The Watch We Keep

Reading 7

Teach us to pray

The reading

Matthew 6:5-15

When you pray, you shall not be as the hypocrites, for they love to stand and pray in the synagogues and in the corners of the streets, that they may be seen by men. Most certainly, I tell you, they have received their reward. But you, when you pray, enter into your inner room, and having shut your door, pray to your Father who is in secret, and your Father who sees in secret will reward you openly. In praying, don't use vain repetitions, as the Gentiles do; for they think that they will be heard for their much speaking. Therefore don't be like them, for your Father knows what things you need, before you ask him.

Pray like this: 'Our Father in heaven, may your name be kept holy. Let your Kingdom come. Let your will be done, as in heaven, so on earth. Give us today our daily bread. Forgive us our debts, as we also forgive our debtors. Bring us not into temptation, but deliver us from the evil one. For yours is the Kingdom, the power, and the glory forever. Amen.'

For if you forgive men their trespasses, your heavenly Father will also forgive you. But if you don't forgive men their trespasses, neither will your Father forgive your trespasses.

The companions

Psalm 103:1-14 (selected)

Praise the LORD, my soul! All that is within me, praise his holy name! Praise the LORD, my soul, and don't forget all his benefits; who forgives all your sins; who heals all your diseases; who redeems your life from destruction; who crowns you with loving kindness and tender mercies. The LORD is merciful and gracious, slow to anger, and abundant in loving kindness. He has not dealt with us according to our sins, nor repaid us for our iniquities. For as the heavens are high above the earth, so great is his loving kindness toward those who fear him. As far as the east is from the west, so far has he removed our transgressions from us. Like a father has compassion on his children, so the LORD has compassion on those who fear him. For he knows how we are made. He remembers that we are dust.

Isaiah 63:16

For you are our Father, though Abraham doesn't know us, and Israel does not acknowledge us. You, LORD, are our Father. Our Redeemer from everlasting is your name.

A word for the week

When his followers asked Jesus to teach them to pray, he did not hand them a technique or a long list of holy phrases. He gave them a short prayer, so short you can say it in twenty seconds, and its very plainness is the first lesson. Before the words, though, he tells them how not to pray. Do not pray to be seen, he says, the way the show-offs do, standing on street corners so everyone can admire their piety. And do not pile up words, heaping phrase on phrase as if God could be worn down by sheer volume. Your Father already knows what you need before you ask. Prayer is not informing God or impressing him. It is a child talking to a father who is already listening.

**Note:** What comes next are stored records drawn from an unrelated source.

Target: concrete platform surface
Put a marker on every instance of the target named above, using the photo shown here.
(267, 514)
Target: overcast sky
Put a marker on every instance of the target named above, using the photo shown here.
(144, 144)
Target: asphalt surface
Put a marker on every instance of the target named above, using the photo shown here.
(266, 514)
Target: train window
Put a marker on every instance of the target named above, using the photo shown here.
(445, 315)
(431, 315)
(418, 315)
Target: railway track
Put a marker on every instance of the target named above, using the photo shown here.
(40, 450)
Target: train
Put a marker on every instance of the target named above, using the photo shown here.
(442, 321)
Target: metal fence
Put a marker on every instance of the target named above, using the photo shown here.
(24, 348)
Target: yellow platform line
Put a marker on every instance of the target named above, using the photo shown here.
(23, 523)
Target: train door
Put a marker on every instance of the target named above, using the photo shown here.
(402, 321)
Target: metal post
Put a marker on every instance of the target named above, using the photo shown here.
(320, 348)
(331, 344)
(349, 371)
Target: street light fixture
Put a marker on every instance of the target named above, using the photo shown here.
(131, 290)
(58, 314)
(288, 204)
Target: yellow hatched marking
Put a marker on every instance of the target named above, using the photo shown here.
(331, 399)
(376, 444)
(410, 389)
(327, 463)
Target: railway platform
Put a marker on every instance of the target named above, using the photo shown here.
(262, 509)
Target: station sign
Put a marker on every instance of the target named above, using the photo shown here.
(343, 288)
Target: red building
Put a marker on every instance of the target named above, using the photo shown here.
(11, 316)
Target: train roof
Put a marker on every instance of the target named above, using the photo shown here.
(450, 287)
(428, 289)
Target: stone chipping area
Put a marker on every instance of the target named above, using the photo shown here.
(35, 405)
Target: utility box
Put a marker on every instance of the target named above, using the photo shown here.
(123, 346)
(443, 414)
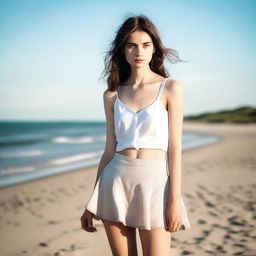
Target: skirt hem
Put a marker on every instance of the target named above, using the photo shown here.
(133, 226)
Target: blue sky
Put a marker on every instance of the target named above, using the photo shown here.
(52, 54)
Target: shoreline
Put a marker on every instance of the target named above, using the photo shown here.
(201, 143)
(218, 188)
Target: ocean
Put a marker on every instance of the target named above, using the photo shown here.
(31, 150)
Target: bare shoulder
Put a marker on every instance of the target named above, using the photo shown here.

Then he gives the prayer, and it is worth walking through slowly, because every line is a whole way of seeing. It opens: Our Father in heaven, hallowed be your name. Not my Father, our Father; you never pray this alone, even when you are alone. And Father, the word that says God is near and warm, not distant and cold. Then, may your kingdom come, your will be done, on earth as in heaven. Before a single request for yourself, you ask that God's good will fill the world, and quietly you offer your own corner of it: let your will be done here, in me, today.

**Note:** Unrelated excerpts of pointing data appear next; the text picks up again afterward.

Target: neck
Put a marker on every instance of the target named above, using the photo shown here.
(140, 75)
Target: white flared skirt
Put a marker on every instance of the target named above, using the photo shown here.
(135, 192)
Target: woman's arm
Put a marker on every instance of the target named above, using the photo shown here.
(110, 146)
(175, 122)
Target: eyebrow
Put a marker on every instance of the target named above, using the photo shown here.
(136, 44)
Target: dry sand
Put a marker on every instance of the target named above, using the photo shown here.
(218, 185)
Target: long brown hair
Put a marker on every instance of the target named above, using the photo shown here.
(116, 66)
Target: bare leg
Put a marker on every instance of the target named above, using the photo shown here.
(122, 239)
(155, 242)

Give us this day our daily bread. Just enough for today, not a storehouse for a year. It is a prayer that teaches you to depend, one day at a time, and to trust there will be bread tomorrow when tomorrow comes. Then, forgive us our debts, as we forgive our debtors. Notice the hinge in the middle: as we forgive. Jesus thought this line so important that it is the only one he circles back to explain after the prayer ends, warning that if we will not forgive others, we shut the door on the mercy we ourselves need. The forgiven are meant to forgive. You cannot clutch a grudge in one hand and reach for pardon with the other.

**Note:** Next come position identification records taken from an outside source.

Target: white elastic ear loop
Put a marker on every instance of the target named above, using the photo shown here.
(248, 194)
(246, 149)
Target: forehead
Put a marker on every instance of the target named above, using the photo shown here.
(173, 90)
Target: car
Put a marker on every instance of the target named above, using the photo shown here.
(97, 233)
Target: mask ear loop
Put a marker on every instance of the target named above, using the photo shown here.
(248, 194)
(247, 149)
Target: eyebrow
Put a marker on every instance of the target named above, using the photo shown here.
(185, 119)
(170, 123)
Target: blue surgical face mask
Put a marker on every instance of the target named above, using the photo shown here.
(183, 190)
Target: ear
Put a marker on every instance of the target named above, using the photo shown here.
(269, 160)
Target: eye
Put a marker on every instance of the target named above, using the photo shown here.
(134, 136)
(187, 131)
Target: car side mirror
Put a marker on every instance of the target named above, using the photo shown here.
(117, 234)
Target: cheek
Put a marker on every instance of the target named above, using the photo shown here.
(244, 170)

And finally: lead us not into temptation, but deliver us from evil. It is a prayer of humility, an admission that we are weaker than we like to think, that we need to be kept, that we cannot walk the way on our own strength. It does not assume we have got this. It asks to be held.

That is the whole of it. No grand vocabulary, no performance, just: God is our Father, let his goodness come, give us enough for today, forgive us as we forgive, and keep us from evil. Jesus gave it as a pattern, not a cage; you can pray it word for word, and you can also let it teach you the shape of all your other prayers. But do not miss how much is folded into so little. In six short lines he tells you who God is, what actually matters, how to depend, how to be forgiven, and how to be kept. Pray it slowly this week, and mean each line as you go. It is enough. It was always meant to be enough.

At the table

Which line of the Lord's Prayer is hardest for you to mean right now: "your will be done," "give us daily bread," "as we forgive"? What would it look like to pray that one line slowly this week until you meant it?

Scripture quotations are from the World English Bible (public domain). The divine name is rendered "the LORD" in the companions.